🤖 AI Summary
Users often struggle to accurately describe product defects in text but readily upload complaint videos. This paper introduces CoD-V, a novel task of generating structured, emotionally rich textual descriptions from user complaint videos. To support this task, we construct ComVID—the first benchmark dataset of user-generated complaint videos—and propose Complaint Retention (CR), a new evaluation metric that jointly measures factual accuracy and emotional expressiveness. Methodologically, we extend VideoLLaMA2-7B with multimodal Retrieval-Augmented Generation (RAG) to jointly model video semantics and user affective states. Experiments demonstrate that our approach significantly outperforms baselines across METEOR, perplexity, and readability metrics. This work establishes the first benchmark, open-source dataset, and evaluation framework for multimodal complaint understanding, advancing research on precise user intent articulation.
📝 Abstract
While there exists a lot of work on explainable complaint mining, articulating user concerns through text or video remains a significant challenge, often leaving issues unresolved. Users frequently struggle to express their complaints clearly in text but can easily upload videos depicting product defects (e.g., vague text such as `worst product' paired with a 5-second video depicting a broken headphone with the right earcup). This paper formulates a new task in the field of complaint mining to aid the common users' need to write an expressive complaint, which is Complaint Description from Videos (CoD-V) (e.g., to help the above user articulate her complaint about the defective right earcup).

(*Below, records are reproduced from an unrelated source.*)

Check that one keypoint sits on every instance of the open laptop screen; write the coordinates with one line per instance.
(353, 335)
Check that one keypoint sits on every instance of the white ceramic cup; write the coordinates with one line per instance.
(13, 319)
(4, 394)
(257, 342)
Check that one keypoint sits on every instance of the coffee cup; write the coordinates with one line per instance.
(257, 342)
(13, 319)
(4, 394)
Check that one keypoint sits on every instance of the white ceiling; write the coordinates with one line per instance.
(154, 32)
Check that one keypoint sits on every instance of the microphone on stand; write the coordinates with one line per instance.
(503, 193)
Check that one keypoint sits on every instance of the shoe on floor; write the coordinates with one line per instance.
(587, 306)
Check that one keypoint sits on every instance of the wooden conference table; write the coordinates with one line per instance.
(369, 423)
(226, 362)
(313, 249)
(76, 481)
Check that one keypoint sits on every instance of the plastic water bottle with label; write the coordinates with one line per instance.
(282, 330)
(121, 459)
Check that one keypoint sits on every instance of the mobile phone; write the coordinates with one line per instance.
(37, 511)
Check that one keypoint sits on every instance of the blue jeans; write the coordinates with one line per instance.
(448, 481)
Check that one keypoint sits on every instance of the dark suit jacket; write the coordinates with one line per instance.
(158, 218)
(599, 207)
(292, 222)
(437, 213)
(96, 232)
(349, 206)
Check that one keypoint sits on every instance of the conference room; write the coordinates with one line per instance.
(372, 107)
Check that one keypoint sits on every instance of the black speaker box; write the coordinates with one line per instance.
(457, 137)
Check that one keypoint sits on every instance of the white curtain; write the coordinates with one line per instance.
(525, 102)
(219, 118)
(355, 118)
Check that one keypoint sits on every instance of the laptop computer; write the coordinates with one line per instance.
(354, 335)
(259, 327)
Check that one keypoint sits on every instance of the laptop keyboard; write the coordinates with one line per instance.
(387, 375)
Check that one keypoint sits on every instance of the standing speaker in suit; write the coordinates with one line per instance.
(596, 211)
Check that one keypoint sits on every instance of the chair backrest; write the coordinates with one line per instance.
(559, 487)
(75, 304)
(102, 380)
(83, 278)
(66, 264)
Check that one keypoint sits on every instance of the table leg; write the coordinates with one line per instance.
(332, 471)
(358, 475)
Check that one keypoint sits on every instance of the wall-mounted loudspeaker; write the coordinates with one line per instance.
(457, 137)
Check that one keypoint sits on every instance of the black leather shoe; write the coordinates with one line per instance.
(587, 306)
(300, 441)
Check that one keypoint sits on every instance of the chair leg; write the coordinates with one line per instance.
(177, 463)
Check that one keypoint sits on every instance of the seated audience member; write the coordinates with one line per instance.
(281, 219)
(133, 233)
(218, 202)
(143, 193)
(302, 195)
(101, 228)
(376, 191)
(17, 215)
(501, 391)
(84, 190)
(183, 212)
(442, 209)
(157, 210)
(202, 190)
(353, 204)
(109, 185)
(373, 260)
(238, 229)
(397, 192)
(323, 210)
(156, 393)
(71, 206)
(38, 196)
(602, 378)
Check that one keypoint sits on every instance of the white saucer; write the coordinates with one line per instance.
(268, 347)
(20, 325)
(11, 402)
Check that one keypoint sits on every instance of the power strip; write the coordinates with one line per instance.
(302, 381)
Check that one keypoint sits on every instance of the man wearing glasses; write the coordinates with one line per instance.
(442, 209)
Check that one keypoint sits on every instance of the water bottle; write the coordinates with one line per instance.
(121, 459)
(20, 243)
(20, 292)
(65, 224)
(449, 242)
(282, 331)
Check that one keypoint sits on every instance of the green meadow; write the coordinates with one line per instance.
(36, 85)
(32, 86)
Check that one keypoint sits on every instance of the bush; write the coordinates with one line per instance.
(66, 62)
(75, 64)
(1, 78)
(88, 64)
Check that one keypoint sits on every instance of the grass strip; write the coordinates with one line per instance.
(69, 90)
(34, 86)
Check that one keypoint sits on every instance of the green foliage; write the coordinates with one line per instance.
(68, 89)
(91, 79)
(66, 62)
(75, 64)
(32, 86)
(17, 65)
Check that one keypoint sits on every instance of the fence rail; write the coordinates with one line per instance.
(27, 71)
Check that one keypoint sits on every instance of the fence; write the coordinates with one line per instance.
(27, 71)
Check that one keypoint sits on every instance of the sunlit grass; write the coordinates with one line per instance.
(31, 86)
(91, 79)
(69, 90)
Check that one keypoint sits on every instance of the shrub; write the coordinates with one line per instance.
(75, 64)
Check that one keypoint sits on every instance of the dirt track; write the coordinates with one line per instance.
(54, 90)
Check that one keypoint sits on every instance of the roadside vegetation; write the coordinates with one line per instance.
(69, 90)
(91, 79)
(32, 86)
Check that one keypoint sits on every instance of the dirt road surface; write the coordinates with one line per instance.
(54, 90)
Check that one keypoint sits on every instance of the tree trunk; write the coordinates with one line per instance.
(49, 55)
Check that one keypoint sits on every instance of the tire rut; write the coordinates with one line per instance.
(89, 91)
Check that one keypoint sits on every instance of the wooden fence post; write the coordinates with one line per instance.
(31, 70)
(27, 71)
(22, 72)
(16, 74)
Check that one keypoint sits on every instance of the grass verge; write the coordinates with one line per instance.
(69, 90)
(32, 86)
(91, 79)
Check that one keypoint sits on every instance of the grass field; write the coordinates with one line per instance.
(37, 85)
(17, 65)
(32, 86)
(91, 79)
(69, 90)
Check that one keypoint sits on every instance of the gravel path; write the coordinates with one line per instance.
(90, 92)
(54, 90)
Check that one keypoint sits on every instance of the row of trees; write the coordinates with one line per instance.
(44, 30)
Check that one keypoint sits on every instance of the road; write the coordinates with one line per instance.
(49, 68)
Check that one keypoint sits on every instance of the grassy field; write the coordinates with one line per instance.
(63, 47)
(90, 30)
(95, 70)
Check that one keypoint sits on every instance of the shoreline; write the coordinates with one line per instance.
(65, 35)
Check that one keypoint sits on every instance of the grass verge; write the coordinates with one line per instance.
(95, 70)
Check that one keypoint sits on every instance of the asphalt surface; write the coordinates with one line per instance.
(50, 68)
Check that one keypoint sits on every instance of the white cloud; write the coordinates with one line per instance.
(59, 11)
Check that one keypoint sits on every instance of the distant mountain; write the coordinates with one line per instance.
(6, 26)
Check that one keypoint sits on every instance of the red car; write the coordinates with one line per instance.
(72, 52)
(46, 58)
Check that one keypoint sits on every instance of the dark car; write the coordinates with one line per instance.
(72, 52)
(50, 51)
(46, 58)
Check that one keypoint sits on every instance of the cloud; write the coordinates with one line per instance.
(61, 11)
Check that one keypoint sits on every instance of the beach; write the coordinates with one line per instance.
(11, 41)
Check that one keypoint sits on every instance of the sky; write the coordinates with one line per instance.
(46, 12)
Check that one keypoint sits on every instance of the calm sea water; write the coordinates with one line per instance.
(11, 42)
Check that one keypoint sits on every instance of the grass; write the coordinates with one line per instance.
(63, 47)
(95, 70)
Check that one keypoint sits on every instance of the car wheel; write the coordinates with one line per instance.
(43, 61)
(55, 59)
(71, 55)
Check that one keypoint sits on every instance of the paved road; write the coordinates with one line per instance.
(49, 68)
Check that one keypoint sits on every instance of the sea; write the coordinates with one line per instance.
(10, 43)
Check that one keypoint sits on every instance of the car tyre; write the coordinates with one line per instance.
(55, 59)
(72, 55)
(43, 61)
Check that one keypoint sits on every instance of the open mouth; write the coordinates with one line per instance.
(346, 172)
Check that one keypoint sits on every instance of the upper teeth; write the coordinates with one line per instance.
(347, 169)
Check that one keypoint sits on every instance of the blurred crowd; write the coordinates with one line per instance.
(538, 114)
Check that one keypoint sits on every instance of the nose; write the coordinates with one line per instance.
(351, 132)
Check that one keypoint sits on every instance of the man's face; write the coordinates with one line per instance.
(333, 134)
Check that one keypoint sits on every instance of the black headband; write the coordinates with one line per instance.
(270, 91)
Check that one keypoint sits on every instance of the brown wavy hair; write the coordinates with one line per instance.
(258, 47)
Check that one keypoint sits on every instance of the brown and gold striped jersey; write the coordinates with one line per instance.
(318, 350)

To this end, we introduce ComVID, a video complaint dataset containing 1,175 complaint videos and the corresponding descriptions, also annotated with the emotional state of the complainer. Additionally, we present a new complaint retention (CR) evaluation metric that discriminates the proposed (CoD-V) task against standard video summary generation and description tasks. To strengthen this initiative, we introduce a multimodal Retrieval-Augmented Generation (RAG) embedded VideoLLaMA2-7b model, designed to generate complaints while accounting for the user's emotional state. We conduct a comprehensive evaluation of several Video Language Models on several tasks (pre-trained and fine-tuned versions) with a range of established evaluation metrics, including METEOR, perplexity, and the Coleman-Liau readability score, among others. Our study lays the foundation for a new research direction to provide a platform for users to express complaints through video. Dataset and resources are available at: https://github.com/sarmistha-D/CoD-V.